# Ridiculous sentencing....



## Shipwreck (Jan 26, 2006)

*Marriage delays sentencing*

SACRAMENTO (AP) - A Sacramento Superior Court judge postponed sentencing a man and woman convicted on homicide charges so the couple can get married.

Relatives of the victim protested the delay.

''This is not right,'' said Leona Lee, sister-in-law of 39-year-old Travis Hempstead, who was fatally shot last year after what investigators described as an argument over bread at a Togo restaurant in North Sacramento.

Feuy Saelee, 20, and Anousone Phongviseth, 22, pleaded guilty to the shooting.

Saelee, a Togo employee at the time, argued with Hempstead and then complained to Phongviseth about the incident, authorities said. Phongviseth shot Hempstead later that day while he was walking down the street.

Phongviseth was charged with one count of first-degree murder and was expected to be sentenced to 50 years to life in prison.
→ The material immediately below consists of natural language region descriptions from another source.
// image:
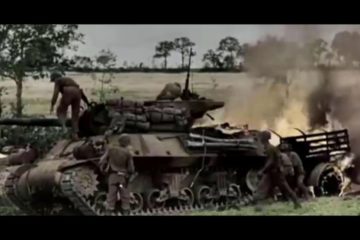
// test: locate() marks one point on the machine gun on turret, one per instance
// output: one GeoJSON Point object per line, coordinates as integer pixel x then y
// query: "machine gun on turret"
{"type": "Point", "coordinates": [187, 94]}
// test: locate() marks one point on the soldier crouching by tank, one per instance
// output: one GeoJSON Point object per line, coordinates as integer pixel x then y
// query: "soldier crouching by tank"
{"type": "Point", "coordinates": [90, 149]}
{"type": "Point", "coordinates": [72, 95]}
{"type": "Point", "coordinates": [171, 91]}
{"type": "Point", "coordinates": [118, 163]}
{"type": "Point", "coordinates": [299, 173]}
{"type": "Point", "coordinates": [272, 175]}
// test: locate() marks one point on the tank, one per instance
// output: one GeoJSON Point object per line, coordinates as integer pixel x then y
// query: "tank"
{"type": "Point", "coordinates": [179, 167]}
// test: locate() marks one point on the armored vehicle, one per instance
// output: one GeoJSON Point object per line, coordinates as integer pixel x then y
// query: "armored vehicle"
{"type": "Point", "coordinates": [178, 166]}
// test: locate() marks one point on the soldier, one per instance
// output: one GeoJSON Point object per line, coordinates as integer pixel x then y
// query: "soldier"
{"type": "Point", "coordinates": [117, 162]}
{"type": "Point", "coordinates": [299, 173]}
{"type": "Point", "coordinates": [71, 95]}
{"type": "Point", "coordinates": [117, 124]}
{"type": "Point", "coordinates": [272, 174]}
{"type": "Point", "coordinates": [171, 91]}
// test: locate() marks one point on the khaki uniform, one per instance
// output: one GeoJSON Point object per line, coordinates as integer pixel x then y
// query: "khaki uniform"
{"type": "Point", "coordinates": [299, 174]}
{"type": "Point", "coordinates": [273, 177]}
{"type": "Point", "coordinates": [171, 91]}
{"type": "Point", "coordinates": [118, 163]}
{"type": "Point", "coordinates": [71, 95]}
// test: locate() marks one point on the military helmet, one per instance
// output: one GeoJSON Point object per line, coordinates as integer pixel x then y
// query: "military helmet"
{"type": "Point", "coordinates": [124, 140]}
{"type": "Point", "coordinates": [285, 147]}
{"type": "Point", "coordinates": [265, 135]}
{"type": "Point", "coordinates": [54, 76]}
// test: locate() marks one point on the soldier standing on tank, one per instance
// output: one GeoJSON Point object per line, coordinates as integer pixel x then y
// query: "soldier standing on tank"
{"type": "Point", "coordinates": [72, 95]}
{"type": "Point", "coordinates": [171, 91]}
{"type": "Point", "coordinates": [118, 163]}
{"type": "Point", "coordinates": [272, 175]}
{"type": "Point", "coordinates": [299, 172]}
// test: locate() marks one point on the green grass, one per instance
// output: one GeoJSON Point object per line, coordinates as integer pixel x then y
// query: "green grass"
{"type": "Point", "coordinates": [319, 207]}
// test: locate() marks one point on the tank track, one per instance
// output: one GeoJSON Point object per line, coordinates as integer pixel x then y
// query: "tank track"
{"type": "Point", "coordinates": [88, 209]}
{"type": "Point", "coordinates": [10, 190]}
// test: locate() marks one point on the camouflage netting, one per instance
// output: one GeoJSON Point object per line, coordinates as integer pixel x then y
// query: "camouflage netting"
{"type": "Point", "coordinates": [42, 138]}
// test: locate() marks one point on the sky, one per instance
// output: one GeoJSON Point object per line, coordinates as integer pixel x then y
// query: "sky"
{"type": "Point", "coordinates": [136, 43]}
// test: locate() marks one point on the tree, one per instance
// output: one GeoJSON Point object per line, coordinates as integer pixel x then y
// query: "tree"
{"type": "Point", "coordinates": [213, 59]}
{"type": "Point", "coordinates": [347, 44]}
{"type": "Point", "coordinates": [30, 50]}
{"type": "Point", "coordinates": [163, 50]}
{"type": "Point", "coordinates": [183, 45]}
{"type": "Point", "coordinates": [232, 49]}
{"type": "Point", "coordinates": [106, 60]}
{"type": "Point", "coordinates": [84, 63]}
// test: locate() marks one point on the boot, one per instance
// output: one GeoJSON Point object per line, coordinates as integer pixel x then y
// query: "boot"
{"type": "Point", "coordinates": [297, 205]}
{"type": "Point", "coordinates": [75, 137]}
{"type": "Point", "coordinates": [125, 212]}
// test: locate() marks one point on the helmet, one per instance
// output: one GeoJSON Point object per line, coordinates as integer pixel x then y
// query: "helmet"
{"type": "Point", "coordinates": [54, 76]}
{"type": "Point", "coordinates": [265, 135]}
{"type": "Point", "coordinates": [285, 147]}
{"type": "Point", "coordinates": [124, 140]}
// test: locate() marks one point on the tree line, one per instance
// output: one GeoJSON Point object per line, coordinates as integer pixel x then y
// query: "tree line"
{"type": "Point", "coordinates": [32, 50]}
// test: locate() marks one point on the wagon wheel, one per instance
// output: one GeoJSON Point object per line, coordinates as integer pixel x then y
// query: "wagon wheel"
{"type": "Point", "coordinates": [186, 197]}
{"type": "Point", "coordinates": [234, 192]}
{"type": "Point", "coordinates": [203, 195]}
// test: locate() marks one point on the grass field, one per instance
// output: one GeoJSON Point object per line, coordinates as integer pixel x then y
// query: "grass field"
{"type": "Point", "coordinates": [318, 207]}
{"type": "Point", "coordinates": [248, 100]}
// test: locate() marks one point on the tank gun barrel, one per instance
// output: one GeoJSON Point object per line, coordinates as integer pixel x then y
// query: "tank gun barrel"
{"type": "Point", "coordinates": [39, 122]}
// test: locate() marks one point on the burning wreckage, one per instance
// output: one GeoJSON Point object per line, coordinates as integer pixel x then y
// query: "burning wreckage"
{"type": "Point", "coordinates": [179, 167]}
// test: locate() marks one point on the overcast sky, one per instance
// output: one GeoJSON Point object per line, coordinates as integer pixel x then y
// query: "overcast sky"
{"type": "Point", "coordinates": [136, 43]}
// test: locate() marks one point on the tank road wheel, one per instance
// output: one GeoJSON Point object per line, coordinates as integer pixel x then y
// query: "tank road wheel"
{"type": "Point", "coordinates": [136, 202]}
{"type": "Point", "coordinates": [251, 180]}
{"type": "Point", "coordinates": [186, 197]}
{"type": "Point", "coordinates": [326, 180]}
{"type": "Point", "coordinates": [153, 200]}
{"type": "Point", "coordinates": [234, 192]}
{"type": "Point", "coordinates": [85, 181]}
{"type": "Point", "coordinates": [203, 195]}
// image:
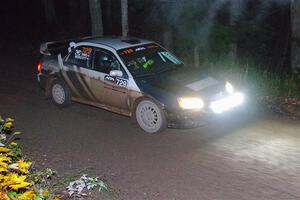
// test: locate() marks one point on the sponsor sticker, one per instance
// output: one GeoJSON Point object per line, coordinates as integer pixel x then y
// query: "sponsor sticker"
{"type": "Point", "coordinates": [117, 81]}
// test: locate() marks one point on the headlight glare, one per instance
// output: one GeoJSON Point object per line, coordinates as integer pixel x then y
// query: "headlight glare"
{"type": "Point", "coordinates": [190, 103]}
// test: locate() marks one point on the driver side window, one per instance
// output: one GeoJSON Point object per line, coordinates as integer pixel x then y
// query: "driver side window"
{"type": "Point", "coordinates": [104, 62]}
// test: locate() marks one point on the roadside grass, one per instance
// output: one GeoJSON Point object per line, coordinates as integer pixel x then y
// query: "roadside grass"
{"type": "Point", "coordinates": [20, 180]}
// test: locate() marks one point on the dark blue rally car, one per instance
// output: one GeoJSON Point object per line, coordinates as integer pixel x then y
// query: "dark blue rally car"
{"type": "Point", "coordinates": [133, 77]}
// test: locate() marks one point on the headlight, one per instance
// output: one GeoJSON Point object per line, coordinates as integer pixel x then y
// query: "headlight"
{"type": "Point", "coordinates": [229, 88]}
{"type": "Point", "coordinates": [190, 103]}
Saelee, who was charged with voluntary manslaughter, was expected to be sentenced to seven years.

As part of their plea deals, the couple was allowed to get married before being sentenced and sent to prison.

More than a dozen of Hempstead's family members crowded the court Friday in an effort to persuade Judge Trena H. Burger-Plavan to sentence the pair anyway.

Burger-Plavan said she was sympathetic with family members, but noted that the marriage was part of the plea negotiations.

''Though this is a tragic loss, there is nothing that can bring him back,'' Burger-Plavan said.

The sentencing was rescheduled for July 21.


----------



## Todd (Jul 3, 2006)

You've got to be kidding!?!


----------